Halcyon Posted January 15, 2015 Posted January 15, 2015 I said that cos despite all of this happening she is still happy to accept my money, she said she does not want me to marry again and she has asked me to give her my house and still tell me she loves me and that she will come back except she does not know when. Why are you giving her money? More importantly why are you giving her money with the expectation of something in return? She can still love you but her families faith has become between you and her. Her family are probably telling her that they will disown her if she marries outside her faith. This is a lose lose situation for you. You really need to move on unless you are going to convert. This is why I don't date religious types I'm not willing to convert to any religion. 2
elaine567 Posted January 15, 2015 Posted January 15, 2015 I shouldn't approach her mum cos if I did she would get beaten up and I didn't want her to go through that so I kept quiet. . This is a religious problem and she is in no position to go against her families wishes, to do so would dishonour her family, so whilst she may have feelings for you, she can do nothing about it. You have to walk away, there is nothing you can do here. 1
Author millionaireguy Posted January 15, 2015 Author Posted January 15, 2015 She was going to leave home last year and I stopped her from doing so because I knew she loves her family and I wanted them to agree as well had I been selfish she would be with me now, its not even about the fact that religion plays a part shes not a child she can always leave she always loved the attention and used to tell me that its sad we will have a quiet wedding I know she wants people to notice her always what upsets me is the fact that after being together for 6 years all of a sudden when some guy chats her up she falls for it. I know her feelings for me were true I have seen her come back to work after getting beaten up, I have been threatened by her sister saying she would stab me which I laughed away agreed she has stayed with me but I have also, I caught her once years ago cheating on me and forgived her when we met she was a mess she was abused and lonely from there I picked her up polished her gave her everything she wants and now some guy who does not even know her comes in, sad part is his mum knows and I feel he knows although she keeps saying he does not.

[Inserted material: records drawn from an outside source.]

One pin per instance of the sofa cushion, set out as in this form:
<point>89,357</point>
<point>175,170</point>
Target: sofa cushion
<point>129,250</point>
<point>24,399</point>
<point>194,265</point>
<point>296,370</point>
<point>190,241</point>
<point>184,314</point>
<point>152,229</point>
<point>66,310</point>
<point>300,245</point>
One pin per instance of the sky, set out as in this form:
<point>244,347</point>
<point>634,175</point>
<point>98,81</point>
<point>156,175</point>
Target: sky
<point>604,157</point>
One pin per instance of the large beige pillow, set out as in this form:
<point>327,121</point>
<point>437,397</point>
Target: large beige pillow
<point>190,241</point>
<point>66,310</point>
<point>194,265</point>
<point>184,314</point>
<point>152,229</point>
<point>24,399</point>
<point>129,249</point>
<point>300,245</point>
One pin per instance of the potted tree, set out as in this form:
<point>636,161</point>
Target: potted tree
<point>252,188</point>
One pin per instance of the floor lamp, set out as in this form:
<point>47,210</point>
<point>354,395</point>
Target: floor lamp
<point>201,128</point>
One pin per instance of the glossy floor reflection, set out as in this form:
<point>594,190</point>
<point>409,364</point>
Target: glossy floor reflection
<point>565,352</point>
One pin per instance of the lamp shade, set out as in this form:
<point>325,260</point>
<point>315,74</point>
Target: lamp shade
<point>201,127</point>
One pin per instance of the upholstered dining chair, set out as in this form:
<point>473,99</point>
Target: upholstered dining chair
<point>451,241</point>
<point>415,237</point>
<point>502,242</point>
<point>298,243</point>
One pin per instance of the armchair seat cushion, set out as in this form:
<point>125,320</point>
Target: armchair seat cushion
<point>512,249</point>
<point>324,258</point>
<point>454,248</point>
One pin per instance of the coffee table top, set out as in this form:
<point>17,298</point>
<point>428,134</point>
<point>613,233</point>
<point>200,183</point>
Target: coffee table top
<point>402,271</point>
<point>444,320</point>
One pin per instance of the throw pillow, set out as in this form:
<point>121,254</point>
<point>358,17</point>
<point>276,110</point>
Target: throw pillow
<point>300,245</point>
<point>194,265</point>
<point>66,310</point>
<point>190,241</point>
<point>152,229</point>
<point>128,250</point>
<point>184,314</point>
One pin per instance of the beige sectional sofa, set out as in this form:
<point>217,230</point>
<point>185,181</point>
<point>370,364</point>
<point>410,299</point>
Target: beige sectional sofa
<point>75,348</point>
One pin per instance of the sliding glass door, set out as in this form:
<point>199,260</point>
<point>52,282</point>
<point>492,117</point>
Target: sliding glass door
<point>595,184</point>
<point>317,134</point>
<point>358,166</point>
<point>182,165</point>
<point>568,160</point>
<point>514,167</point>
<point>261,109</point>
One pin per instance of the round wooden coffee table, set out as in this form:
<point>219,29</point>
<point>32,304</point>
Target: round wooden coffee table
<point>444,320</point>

Itspointless Posted January 15, 2015 Posted January 15, 2015 Woman and their mothers; they almost always choose for their mothers wishes. Unfortunately that is uncontrollable for you. You know if the roles were reversed, if you were Muslim and she was a catholic than your family wouldn't have made any objection. Muslim men can marry Christian and Jew woman, but their children have to be raised as Muslim. Well you probably knew that already. It sounds like she always wanted to convert you, never be someone different than you are for someone else. She is not narcissistic, but she is using you.
Author millionaireguy Posted January 15, 2015 Author Posted January 15, 2015 Its not even about that its about the fact that she acts like she doesn't even know me or my family anymore, She wrote to me saying that she has to do this for now and that I should wait for her and If i love her I shouldn't marry she knows the connection we have and is using that when I tell her I can't keep paying for her she gets angry and keeps saying fine don't cos she knows I always give in. I am a straight forward person and I have been bought up that way, it hurts when the person who was like your shadow all these years turns around and stabs you. Its sad no point saying we live in the Western world but some communities will always live in the medieval age. 1
Author millionaireguy Posted January 16, 2015 Author Posted January 16, 2015 Just thought I'd update met her today she was fine with me kissing her and holding her hands except when I ask her what her family has planned for her. In a way I do feel she is playing.